L'art. 7 comma 1 del D.L. 20/23 (conv. dalla l. 50/23), entrato in vigore l'11 marzo
2023 e applicabile alla domanda in esame, ha tra l'altro abrogato la seconda parte (terzo e quarto periodo) dell'art. 19 comma 1.1 del Testo Unico Immigrazione che oggi è del seguente tenore: “Non sono ammessi il respingimento o l'espulsione o l'estradizione di una persona verso uno Stato qualora esistano fondati motivi di ritenere che essa rischi di essere sottoposta a tortura o a trattamenti inumani o degradanti o qualora ricorrano gli obblighi di cui all'articolo 5, comma 6. Nella valutazione di tali motivi si tiene conto anche dell'esistenza, in tale Stato, di violazioni sistematiche e gravi di diritti umani”. I periodi abrogati prevedevano un espresso divieto di respingimento o di espulsione tutte le volte in cui l'allontanamento potesse comportare una violazione del diritto al rispetto della vita privata e familiare del richiedente, salvo che l'allontanamento stesso non fosse necessario per ragioni di sicurezza nazionale, di ordine e sicurezza pubblica, o di protezione della salute (da qui la definizione di questa forma di protezione speciale come “relativa”, in quanto il diritto in questione era bilanciabile con tali ragioni). La norma indicava poi i noti quattro indici -elencazione da ritenersi non tassativa, ma solo esemplificativa - alla cui presenza sorge il diritto alla tutela della vita privata e familiare. Stante l'espresso divieto, non sottoposto ad ulteriori condizioni o requisiti, è opinione pacifica che per il riconoscimento della protezione speciale ai sensi della -oggi abrogata- seconda parte dell'art. 19 comma 1.1, nella particolare fattispecie della protezione speciale per integrazione sociale, non fosse più necessaria la valutazione comparativa con la condizione del richiedente nel Paese di origine, secondo i principi elaborati dalla giurisprudenza di legittimità per il riconoscimento della protezione umanitaria, nemmeno nella forma della comparazione attenuata con proporzionalità inversa . Il principio, pacifico, era stato ribadito dalla Corte di Cassazione (Sez.
6 -1 n.
18455/22), che ha chiarito che “In tema di protezione internazionale "speciale", la seconda parte dell'art. 19, comma 1.1, del d.lgs. 286 del 1998, come modificato dal d.l.

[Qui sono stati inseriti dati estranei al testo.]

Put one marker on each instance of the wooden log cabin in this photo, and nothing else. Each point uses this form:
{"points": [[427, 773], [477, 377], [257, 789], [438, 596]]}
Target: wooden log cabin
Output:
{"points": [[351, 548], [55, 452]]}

n. 130 del 2020, convertito con l. n. 173 del 2020 (…) attribuisce diretto rilievo all'integrazione sociale e familiare in Italia del richiedente asilo, da valutare tenendo conto della natura e dell'effettività dei suoi vincoli familiari, del suo inserimento sociale in Italia, della durata del suo soggiorno e dell'esistenza di legami familiari, culturali o sociali con il suo paese d'origine, senza che occorra procedere ad un giudizio di comparazione con le condizioni esistenti in tale paese, neppure nelle forme della comparazione attenuata con proporzionalità inversa” (conforme: Sez. 1 - , Ordinanza n.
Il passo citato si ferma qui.